Other Performance and Energy Guidelines

Guidelines Regarding Datatypes

  • Fixed-point computations use lower energy than floating-point for a given bit-width. Therefore always use quantized models (preferably 8bit), if they achieve sufficient accuracy. For more information about quantization, read Quantization

  • MAC energy is proportional to the square of the activation bit-width and weight bit-width. Therefore use quantized 8 bit activations preferably.

  • Quantization also helps in reducing memory energy consumption as it is proportional to the total bit-width transferred.

  • Lower bit-width is also an effective way to reduce model size.

  • Use per channel scaling to offset the loss of dynamic range due to fixed-point. This effectively becomes block floating point.

  • When converting between 8bit and 16 bit fixed point, keep the following in mind:

    • When expanding from 8 bit width to 16 bit width, use the MSBs and put zeros on the LSBs. Similarly when converting 16 bit to 8 bit move the MSB bits to the 8 bit values.

    • When converting from 8 bit to 16 bit, set the stepsize and offset values of 16 bit layer exactly 256 times the corresponding values of the 8 bit layer.

    • When converting from 16 bit to 8 bit, set the stepsize and offset values of 8 bit layer exactly 1/256 times the corresponding values of the 16 bit layer.

Positioning Batch Dimension

  • When defining the shape of activations, it is recommended to always define the batch as the first dimension. For example, instead of [1,1,b,d] use [b,1,1,d]. This creates consistency by aligning the position of the batch throughout the entire network, reducing unnecessary transformations and achieving better parallelization and hardware utilization.

Balancing Spatial dimensions

  • Whenever possible its recommended that activations are defined with balanced spatial dimensions (height & width). For example [6,30,50,256] is preferable to [6,1,1500,256]. Many operations such as elementwise ops, activation functions, softmax are considered spatially independent, meaning, regardless of the form the height and width dimensions take they produce the same mathematical result. By balancing the height and width dimensions the HTP hardware achieves better memory and hardware utilization. This is especially recommended if a network has a long sequence of spatially independent ops like those often found in attention blocks.

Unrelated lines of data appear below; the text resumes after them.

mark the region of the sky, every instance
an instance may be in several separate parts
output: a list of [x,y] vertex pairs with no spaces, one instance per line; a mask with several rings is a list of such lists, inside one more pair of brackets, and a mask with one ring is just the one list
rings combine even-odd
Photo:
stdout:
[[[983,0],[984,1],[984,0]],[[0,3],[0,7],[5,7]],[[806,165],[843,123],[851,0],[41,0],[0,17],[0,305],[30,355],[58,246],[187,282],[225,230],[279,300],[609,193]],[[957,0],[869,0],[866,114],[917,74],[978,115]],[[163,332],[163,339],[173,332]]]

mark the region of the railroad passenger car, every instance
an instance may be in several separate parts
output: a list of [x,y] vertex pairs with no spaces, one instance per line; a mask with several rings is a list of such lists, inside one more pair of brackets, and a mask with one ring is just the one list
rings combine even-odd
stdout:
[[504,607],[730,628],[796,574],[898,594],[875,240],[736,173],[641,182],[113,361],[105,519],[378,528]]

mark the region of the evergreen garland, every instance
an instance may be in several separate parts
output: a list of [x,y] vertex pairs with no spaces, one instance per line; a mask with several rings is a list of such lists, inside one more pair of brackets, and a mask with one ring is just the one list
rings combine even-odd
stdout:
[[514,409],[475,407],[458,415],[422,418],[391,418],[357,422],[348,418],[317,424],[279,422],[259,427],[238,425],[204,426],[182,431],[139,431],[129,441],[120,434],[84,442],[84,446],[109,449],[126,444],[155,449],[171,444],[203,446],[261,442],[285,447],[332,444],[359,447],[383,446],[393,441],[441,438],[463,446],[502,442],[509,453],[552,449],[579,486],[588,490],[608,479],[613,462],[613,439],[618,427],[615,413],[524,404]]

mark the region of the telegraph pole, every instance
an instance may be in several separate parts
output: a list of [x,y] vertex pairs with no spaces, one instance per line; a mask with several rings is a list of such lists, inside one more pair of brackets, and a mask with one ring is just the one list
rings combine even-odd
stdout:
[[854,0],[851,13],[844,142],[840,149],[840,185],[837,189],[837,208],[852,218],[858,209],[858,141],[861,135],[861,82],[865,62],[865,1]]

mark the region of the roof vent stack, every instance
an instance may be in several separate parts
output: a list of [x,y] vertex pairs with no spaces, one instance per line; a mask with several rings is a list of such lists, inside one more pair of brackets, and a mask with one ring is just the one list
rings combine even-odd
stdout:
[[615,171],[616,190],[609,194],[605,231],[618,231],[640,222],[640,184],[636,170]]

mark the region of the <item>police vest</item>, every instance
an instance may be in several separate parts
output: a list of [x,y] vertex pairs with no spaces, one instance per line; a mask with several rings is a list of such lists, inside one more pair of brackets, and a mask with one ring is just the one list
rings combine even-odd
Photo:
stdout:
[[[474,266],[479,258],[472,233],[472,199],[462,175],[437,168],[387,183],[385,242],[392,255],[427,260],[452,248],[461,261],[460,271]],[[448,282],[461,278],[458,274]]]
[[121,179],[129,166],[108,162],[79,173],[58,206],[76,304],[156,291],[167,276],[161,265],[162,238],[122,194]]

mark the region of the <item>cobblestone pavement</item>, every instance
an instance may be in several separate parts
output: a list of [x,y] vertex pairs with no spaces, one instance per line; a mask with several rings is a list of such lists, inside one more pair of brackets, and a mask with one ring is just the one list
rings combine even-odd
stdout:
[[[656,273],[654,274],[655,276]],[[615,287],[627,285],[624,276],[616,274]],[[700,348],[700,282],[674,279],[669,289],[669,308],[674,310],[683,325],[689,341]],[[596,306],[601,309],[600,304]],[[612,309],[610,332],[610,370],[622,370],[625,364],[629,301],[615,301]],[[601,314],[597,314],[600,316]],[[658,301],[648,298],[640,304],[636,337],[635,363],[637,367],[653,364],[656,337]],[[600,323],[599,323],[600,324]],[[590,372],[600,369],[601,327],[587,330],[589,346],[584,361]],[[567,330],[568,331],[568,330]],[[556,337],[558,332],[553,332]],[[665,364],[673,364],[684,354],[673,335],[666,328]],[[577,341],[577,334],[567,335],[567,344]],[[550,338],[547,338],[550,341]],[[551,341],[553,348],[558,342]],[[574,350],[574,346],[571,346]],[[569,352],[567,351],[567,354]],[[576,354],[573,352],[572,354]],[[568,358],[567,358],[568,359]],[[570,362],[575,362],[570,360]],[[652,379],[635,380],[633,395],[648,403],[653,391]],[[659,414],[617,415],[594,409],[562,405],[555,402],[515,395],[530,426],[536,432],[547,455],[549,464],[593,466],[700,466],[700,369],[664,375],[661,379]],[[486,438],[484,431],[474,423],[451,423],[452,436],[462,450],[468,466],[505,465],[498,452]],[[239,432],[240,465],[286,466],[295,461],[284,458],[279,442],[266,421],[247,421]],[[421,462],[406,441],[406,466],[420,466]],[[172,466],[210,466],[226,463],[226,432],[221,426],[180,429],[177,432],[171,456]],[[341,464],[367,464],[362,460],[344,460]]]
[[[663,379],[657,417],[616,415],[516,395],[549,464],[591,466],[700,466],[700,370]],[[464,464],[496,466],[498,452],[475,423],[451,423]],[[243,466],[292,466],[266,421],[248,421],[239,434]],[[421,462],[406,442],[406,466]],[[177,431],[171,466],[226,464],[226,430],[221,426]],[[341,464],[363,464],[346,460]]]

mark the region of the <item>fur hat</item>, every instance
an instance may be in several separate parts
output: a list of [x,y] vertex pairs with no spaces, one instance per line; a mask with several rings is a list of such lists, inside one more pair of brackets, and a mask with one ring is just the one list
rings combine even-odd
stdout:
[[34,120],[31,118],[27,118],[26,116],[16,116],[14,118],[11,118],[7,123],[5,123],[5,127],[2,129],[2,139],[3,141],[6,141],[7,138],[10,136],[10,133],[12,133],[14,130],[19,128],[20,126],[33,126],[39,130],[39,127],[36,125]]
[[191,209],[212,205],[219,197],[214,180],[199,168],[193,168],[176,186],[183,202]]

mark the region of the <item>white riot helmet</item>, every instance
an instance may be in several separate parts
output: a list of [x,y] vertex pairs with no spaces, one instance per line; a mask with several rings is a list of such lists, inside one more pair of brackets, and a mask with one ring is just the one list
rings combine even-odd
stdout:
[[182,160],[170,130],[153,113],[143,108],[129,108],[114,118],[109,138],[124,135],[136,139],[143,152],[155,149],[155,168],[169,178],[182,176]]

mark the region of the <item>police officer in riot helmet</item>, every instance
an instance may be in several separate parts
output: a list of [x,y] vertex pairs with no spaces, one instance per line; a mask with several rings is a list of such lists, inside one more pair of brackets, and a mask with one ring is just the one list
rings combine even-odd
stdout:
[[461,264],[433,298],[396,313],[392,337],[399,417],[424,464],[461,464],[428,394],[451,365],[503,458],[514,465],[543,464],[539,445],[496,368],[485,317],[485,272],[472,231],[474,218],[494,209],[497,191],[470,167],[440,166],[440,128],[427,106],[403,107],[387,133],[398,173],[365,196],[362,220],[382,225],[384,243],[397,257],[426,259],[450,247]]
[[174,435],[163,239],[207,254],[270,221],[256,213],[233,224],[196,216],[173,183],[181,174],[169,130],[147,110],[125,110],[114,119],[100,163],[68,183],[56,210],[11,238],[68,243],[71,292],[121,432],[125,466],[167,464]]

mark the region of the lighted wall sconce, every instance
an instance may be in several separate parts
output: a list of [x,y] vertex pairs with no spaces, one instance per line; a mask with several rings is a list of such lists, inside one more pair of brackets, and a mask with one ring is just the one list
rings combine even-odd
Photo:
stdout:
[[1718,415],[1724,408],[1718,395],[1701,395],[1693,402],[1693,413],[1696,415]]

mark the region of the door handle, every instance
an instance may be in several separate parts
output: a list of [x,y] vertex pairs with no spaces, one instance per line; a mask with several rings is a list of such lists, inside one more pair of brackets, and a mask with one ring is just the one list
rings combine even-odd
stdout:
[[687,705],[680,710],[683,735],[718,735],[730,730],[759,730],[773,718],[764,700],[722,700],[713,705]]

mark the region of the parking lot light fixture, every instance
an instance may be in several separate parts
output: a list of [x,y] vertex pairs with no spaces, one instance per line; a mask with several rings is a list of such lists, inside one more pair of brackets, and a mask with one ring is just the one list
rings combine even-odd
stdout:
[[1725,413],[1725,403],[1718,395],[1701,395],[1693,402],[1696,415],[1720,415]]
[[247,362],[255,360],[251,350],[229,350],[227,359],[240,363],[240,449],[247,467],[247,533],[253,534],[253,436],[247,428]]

Size of Width and Height dimensions

  • Choose width and height dimensions as power-of-2 to better align with the hardware.

Use Batches

  • Tile (with halos) large images to produces batches (for at least the subnetwork where tiles don’t interact). The tiled batches can then be converted to channels. The convolution following this can be converted to group convolution. This helps in counteracting low number of channel layers to look like a more efficient layer with channel groups.

Choice of Machine Learning Platforms and Tools

  • We recommend tensorflow platform instead of other platforms such as pytorch, due to the following reasons:

    • The data format of Tensorflow is same as QNN, which is NHWC. On the other hand pytorch uses NCHW format. QNN models generated from pytorch will have additional transpose ops to switch between the data formats which will affect the performance negatively.

    • The graphs generated by starting from pytorch, then converting to onnx and then to QNN, are not optimal for QNN HTP performance.

  • Use onnx-simplifier and transform (tensorflow) tools to simplify the graphs. The graph may have various redundancies and these tools help remove those reduncdancies.

Miscellaneous Guidelines

  • Avoid global operations (pooling) for small accuracy benefits. These create memory bottlenecks (inhibits tile-based/depth-first memory savings).

  • Zeroes are generally helpful to reduce energy consumption of multiply and memory operations, but don’t naturally help energy significantly unless zeros are repeated in the same position. For example, 50% zeros uniformly distributed over one of the multiplicand results in reduction of upto 15% of the peak full capacity fully random data power. ReLU is a major source of zeros for activations and is recommended for this reason. The pattern of beneficial zeros is hardware dependent. Reducing bit-width tends to be a bigger lever to reduce model size and energy for a given level of accuracy.

  • Use relu activation function instead of leakyrelu/prelu.

  • Use multiply by reciprocal instead of divide, when dividing by a constant.

  • Use quantized inputs (tf8/tf16), where possible, to avoid quantization of inputs during inference.

  • Reshape and other data movement operations, such as Transpose, are not typically free and might involve substantial overhead. If you are using Reshape to implement some novel functionality (such as filtering in a new dimension), consider using an alternative fused framework op or writing your own op rather than using Reshape to build the op out of existing operations.

  • Performance of an op in a shallow graph is not indicative of an op in a full graph.